The Kalama Interpretive Center will not only tell the story of how Kalama was settled, but treat visitors to artful display models and replicas including:
- Handcrafted canoe carved from a cedar log by Cowlitz artisan Robert Harjeu
- Prairie Schooner covered wagon, like the one used by Ezra Meeker to cross the Oregon Trail
- Railroad ferry boat, Tacoma, the second largest in the world in its day\
- Actual 1929 Model AA Ford Truck
- Great Northern Pacific Railroad
Interpretive materials featuring the area’s first settlers and transportation technology of the day
Today, fishing continues to make Kalama a destination; the Columbia River and Kalama Rivers are teaming with Chinook salmon, steelhead trout and sturgeon. Hikers find perfect trails for their sport as well. The Port of Kalama makes the most of Kalama’s exceptional location; parks, marina and a boat ramp line the eastern bank of the Columbia River. In addition, Kalama’s Port boasts a new industrial park and acres of shovel-ready industrial property for manufacturing and warehousing businesses.

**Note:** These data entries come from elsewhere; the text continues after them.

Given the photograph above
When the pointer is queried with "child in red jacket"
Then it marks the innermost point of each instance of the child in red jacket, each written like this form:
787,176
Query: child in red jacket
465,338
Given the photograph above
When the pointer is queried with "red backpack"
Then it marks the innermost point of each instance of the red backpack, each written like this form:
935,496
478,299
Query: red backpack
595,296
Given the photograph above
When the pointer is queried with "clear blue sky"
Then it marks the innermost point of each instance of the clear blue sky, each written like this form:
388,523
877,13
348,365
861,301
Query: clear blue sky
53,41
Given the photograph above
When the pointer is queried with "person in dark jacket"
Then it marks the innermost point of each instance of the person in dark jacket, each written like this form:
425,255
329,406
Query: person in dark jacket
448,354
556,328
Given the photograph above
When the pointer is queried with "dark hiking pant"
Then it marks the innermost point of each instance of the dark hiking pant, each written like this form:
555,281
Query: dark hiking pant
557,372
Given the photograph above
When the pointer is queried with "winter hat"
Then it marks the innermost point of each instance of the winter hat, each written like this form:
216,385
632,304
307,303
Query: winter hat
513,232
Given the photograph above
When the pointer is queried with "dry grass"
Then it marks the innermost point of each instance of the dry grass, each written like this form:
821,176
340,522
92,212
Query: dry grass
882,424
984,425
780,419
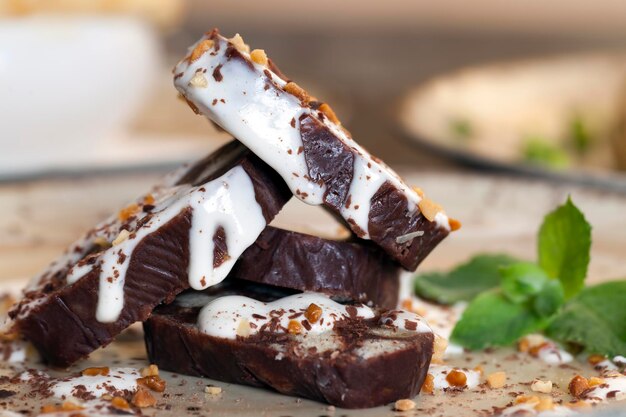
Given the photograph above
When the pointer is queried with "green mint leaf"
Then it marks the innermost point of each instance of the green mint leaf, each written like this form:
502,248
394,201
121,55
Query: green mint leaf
493,320
463,283
550,299
521,281
564,246
594,320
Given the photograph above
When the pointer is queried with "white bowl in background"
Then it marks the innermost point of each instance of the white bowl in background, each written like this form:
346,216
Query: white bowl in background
66,82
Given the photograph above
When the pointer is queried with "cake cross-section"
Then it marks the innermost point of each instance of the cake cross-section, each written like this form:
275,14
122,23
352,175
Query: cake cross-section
302,139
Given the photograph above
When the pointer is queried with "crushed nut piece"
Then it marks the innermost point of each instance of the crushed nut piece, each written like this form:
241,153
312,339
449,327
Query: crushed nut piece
150,370
404,405
527,399
95,371
578,385
429,384
154,382
545,404
66,406
496,380
294,327
121,237
297,91
143,398
456,378
127,212
418,191
119,402
209,389
243,329
454,224
594,381
259,56
239,44
541,386
429,208
439,349
199,80
313,313
328,111
200,49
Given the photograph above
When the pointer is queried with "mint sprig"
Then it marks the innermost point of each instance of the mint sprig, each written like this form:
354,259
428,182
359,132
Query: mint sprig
509,299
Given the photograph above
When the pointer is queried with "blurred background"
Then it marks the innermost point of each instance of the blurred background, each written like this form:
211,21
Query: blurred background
532,87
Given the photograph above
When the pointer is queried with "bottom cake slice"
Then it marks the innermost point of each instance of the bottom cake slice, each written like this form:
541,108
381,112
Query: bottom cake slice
305,345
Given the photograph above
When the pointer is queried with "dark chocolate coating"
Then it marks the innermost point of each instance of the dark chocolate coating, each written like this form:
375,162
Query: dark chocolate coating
356,271
64,328
341,377
329,161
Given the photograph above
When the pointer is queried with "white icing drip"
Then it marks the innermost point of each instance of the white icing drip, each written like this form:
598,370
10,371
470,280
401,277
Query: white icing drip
440,372
223,317
262,119
118,380
614,384
405,320
228,201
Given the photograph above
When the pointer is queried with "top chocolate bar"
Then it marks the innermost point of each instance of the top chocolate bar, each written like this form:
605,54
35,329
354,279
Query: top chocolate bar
302,139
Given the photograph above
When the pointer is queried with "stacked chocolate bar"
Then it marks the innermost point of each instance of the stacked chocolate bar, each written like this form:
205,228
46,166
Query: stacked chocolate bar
224,295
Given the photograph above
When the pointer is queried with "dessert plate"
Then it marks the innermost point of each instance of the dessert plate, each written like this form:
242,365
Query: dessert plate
498,215
552,117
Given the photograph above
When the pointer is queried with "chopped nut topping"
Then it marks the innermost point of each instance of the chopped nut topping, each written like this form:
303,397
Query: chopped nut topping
259,56
119,402
127,212
527,399
595,359
429,384
439,349
66,406
418,191
243,329
297,91
313,313
209,389
199,80
154,382
238,43
151,370
143,398
545,404
429,208
578,385
294,327
496,380
95,371
328,111
404,405
200,49
594,381
121,237
454,224
541,386
456,378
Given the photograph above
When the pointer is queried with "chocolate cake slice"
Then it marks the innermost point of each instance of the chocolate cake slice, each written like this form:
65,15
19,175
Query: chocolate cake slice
302,139
187,232
303,345
344,270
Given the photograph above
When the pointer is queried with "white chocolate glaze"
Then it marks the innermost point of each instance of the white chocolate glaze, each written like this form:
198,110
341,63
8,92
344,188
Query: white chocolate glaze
116,382
440,372
248,101
613,387
232,316
228,202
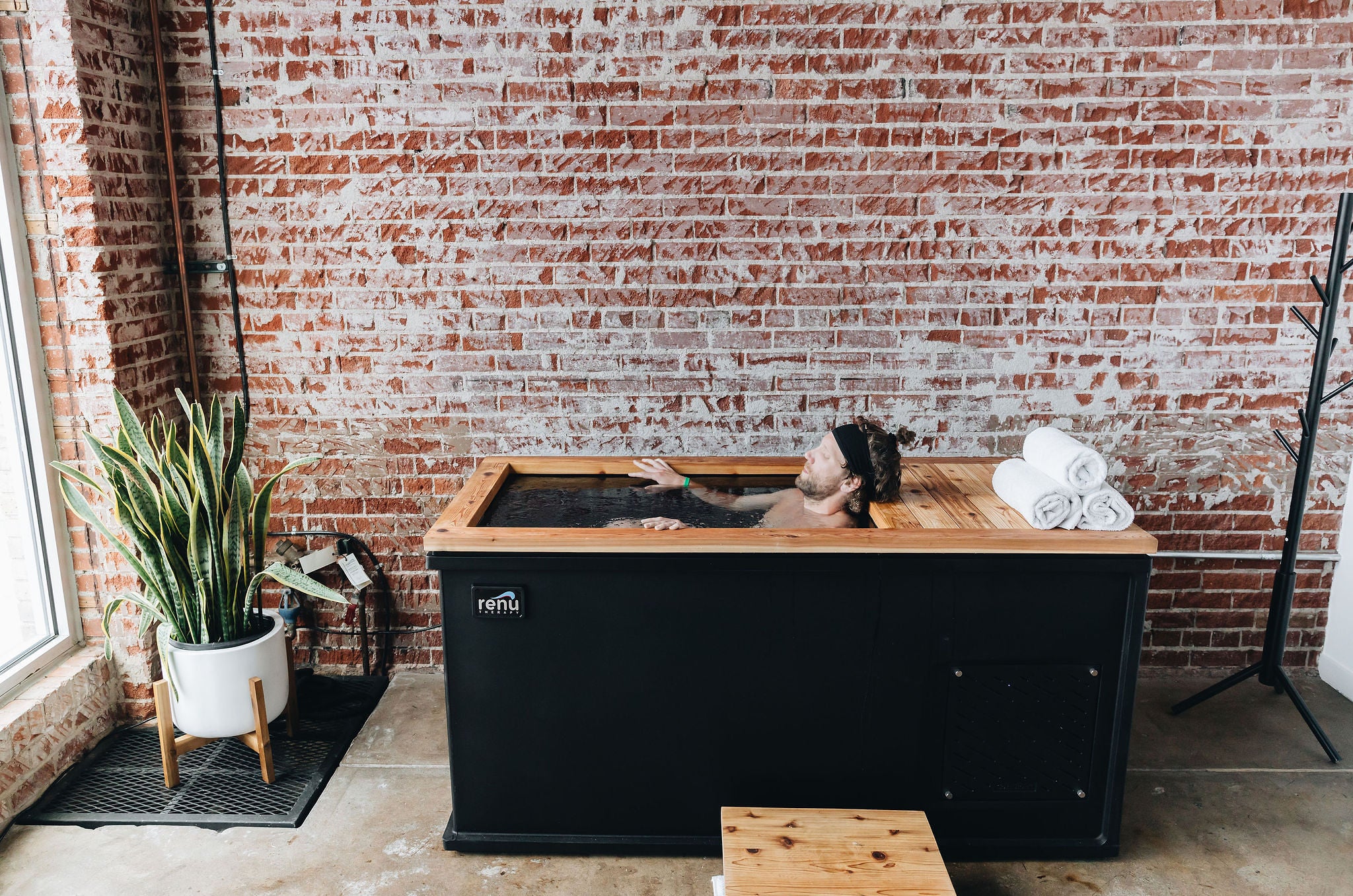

Kalama’s city life includes twelve restaurants and a flourishing antiques mall with roots dating back decades. Tourists from all over the region are known to seek their treasures in Kalama.
With the completion of the Interpretive Center, the Port underscores that much of what made Kalama replete and thriving in the past, still holds true today. Kalama remains an ideal place to do business just 30 minutes from international air travel in Portland, Oregon.